Direct IP access instead of FQDN

Hello,

I'm using taefik v2 with docker-compose and i was wondering:

I have a server with a fqdn with a valid SSL certificate for that domain. But it seem possible to access to my server directely with the external IP address and it expose a self-signed certificate.
How can i redirect traffic coming on my ip interface to the fqdn?
I have already try something like this:

- "traefik.http.routers.http-metrics.middlewares=redirect"
- "traefik.http.middlewares.redirect.redirectregex.regex=^https://45.56.25.111/(.*)"
- "traefik.http.middlewares.redirect.redirectregex.replacement=https://mydomain.com/$${1}"
- "traefik.http.middlewares.redirect.redirectregex.permanent=true"

without success..

Any idea?

Yes that is correct. You can use strict sni checking to prevent this proceeding beyond TLS handshake.

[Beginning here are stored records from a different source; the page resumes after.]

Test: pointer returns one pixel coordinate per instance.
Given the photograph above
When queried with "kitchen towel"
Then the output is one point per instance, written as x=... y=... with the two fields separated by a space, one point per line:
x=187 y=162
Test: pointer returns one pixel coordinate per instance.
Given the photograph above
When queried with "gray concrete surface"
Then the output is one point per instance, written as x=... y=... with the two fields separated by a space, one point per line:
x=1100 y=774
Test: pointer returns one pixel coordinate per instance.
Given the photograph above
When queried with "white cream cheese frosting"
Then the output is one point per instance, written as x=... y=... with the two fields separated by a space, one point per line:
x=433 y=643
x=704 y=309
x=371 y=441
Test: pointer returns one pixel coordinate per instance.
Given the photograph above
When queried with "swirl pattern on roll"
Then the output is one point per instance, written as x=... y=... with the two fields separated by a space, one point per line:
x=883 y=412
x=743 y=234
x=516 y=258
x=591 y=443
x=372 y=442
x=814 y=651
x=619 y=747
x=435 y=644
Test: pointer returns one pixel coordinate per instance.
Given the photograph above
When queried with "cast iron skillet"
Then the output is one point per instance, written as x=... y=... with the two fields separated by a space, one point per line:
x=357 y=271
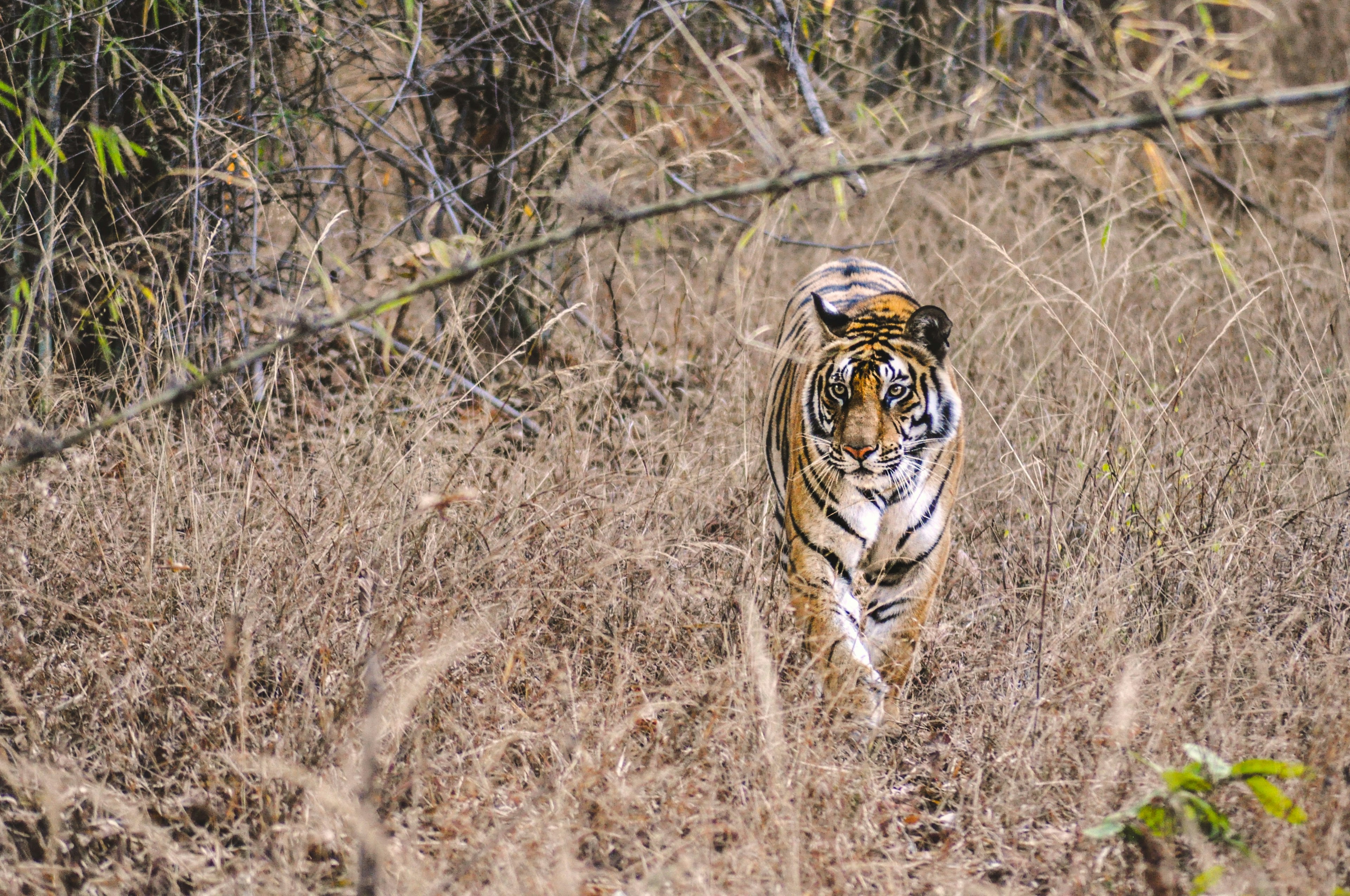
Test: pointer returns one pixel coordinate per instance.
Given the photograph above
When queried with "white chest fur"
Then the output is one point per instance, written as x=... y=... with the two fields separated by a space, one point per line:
x=862 y=516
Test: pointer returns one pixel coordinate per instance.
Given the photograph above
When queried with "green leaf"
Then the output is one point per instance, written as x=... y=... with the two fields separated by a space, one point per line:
x=1160 y=820
x=1109 y=826
x=1187 y=779
x=1275 y=801
x=1206 y=879
x=391 y=305
x=1211 y=822
x=1210 y=760
x=1268 y=768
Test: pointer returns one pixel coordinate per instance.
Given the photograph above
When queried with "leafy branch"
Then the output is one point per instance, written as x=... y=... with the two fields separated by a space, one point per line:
x=1184 y=803
x=605 y=216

With strict SNI checking enabled, Traefik won't allow connections from clients that do not specify a server_name extension or don't match any certificate configured on the tlsOption.

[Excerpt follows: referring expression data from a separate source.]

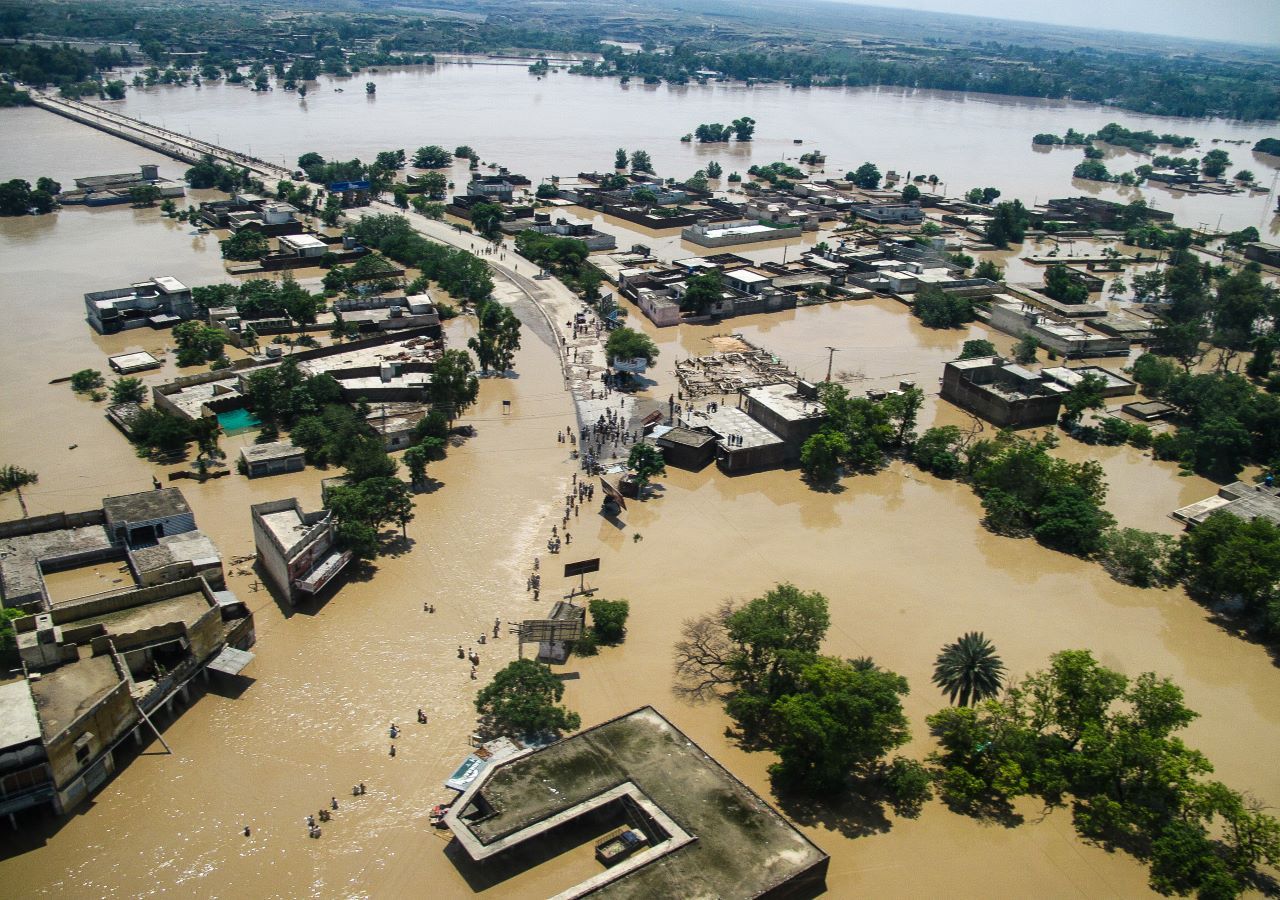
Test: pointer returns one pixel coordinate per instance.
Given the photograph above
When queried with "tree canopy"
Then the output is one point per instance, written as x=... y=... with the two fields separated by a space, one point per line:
x=524 y=699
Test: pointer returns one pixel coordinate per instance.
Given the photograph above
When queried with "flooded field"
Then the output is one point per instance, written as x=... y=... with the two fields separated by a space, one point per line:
x=562 y=124
x=900 y=554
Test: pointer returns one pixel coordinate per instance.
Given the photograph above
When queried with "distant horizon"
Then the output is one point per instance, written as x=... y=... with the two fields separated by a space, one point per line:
x=1244 y=22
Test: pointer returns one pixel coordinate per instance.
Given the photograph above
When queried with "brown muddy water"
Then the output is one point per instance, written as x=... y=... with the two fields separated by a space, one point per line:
x=901 y=557
x=562 y=124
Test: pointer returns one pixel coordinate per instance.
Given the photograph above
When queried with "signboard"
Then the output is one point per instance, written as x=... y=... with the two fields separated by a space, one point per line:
x=613 y=493
x=342 y=187
x=583 y=567
x=635 y=365
x=542 y=630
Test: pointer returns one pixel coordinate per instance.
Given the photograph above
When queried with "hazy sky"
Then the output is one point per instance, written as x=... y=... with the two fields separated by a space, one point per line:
x=1242 y=21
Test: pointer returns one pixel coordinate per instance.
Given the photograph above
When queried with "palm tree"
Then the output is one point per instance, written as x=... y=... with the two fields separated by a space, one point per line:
x=969 y=670
x=14 y=478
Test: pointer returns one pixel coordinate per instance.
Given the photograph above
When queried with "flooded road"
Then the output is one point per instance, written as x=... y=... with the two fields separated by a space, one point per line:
x=900 y=554
x=562 y=124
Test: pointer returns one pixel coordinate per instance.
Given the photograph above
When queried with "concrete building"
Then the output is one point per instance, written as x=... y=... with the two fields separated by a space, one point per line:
x=296 y=549
x=385 y=313
x=707 y=233
x=890 y=214
x=159 y=302
x=1116 y=385
x=1005 y=394
x=140 y=520
x=743 y=443
x=704 y=832
x=272 y=458
x=1246 y=501
x=684 y=447
x=1260 y=251
x=304 y=246
x=99 y=667
x=791 y=411
x=1065 y=339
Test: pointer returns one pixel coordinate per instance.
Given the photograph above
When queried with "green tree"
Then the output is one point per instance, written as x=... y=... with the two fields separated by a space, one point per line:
x=968 y=670
x=1137 y=557
x=626 y=343
x=128 y=391
x=935 y=307
x=487 y=219
x=144 y=195
x=647 y=462
x=974 y=350
x=497 y=338
x=432 y=156
x=609 y=620
x=524 y=699
x=86 y=380
x=1061 y=286
x=1229 y=558
x=938 y=451
x=16 y=478
x=1084 y=394
x=1008 y=224
x=197 y=342
x=1024 y=351
x=840 y=720
x=453 y=384
x=821 y=455
x=1215 y=163
x=865 y=177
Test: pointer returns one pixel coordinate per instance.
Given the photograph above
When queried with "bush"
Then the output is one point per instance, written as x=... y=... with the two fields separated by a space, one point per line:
x=1137 y=557
x=909 y=786
x=609 y=620
x=86 y=380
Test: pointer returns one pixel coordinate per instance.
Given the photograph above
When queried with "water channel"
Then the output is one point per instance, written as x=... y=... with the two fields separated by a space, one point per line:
x=900 y=554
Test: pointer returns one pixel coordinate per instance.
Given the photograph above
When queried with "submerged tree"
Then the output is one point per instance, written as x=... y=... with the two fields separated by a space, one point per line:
x=524 y=699
x=16 y=478
x=969 y=670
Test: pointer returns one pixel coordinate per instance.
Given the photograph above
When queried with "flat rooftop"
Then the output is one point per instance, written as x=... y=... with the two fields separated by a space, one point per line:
x=286 y=526
x=743 y=846
x=145 y=506
x=19 y=556
x=18 y=720
x=68 y=691
x=182 y=608
x=728 y=420
x=129 y=362
x=274 y=450
x=786 y=402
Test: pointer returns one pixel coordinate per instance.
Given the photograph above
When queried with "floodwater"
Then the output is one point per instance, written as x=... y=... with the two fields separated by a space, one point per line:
x=562 y=124
x=900 y=554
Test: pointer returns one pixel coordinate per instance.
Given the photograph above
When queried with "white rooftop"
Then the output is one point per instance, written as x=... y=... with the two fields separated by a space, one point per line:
x=301 y=241
x=168 y=283
x=18 y=721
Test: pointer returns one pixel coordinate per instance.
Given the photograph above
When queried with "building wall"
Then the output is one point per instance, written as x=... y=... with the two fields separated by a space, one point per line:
x=1001 y=411
x=274 y=566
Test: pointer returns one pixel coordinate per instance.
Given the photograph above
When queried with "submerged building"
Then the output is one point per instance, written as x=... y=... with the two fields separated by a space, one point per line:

Your middleware is likely not connected to a router matching the rule for the incoming request.
It would have to have a Path or PathPrefix rule or a Host(`45.56.25.111`)

Thanks you ! this worked:

tls:
options:
default:
sniStrict: true
certificates:
- certFile: /cert/mycert.crt
keyFile: /cert/mycert.key
stores:
- default

This topic was automatically closed 3 days after the last reply. New replies are no longer allowed.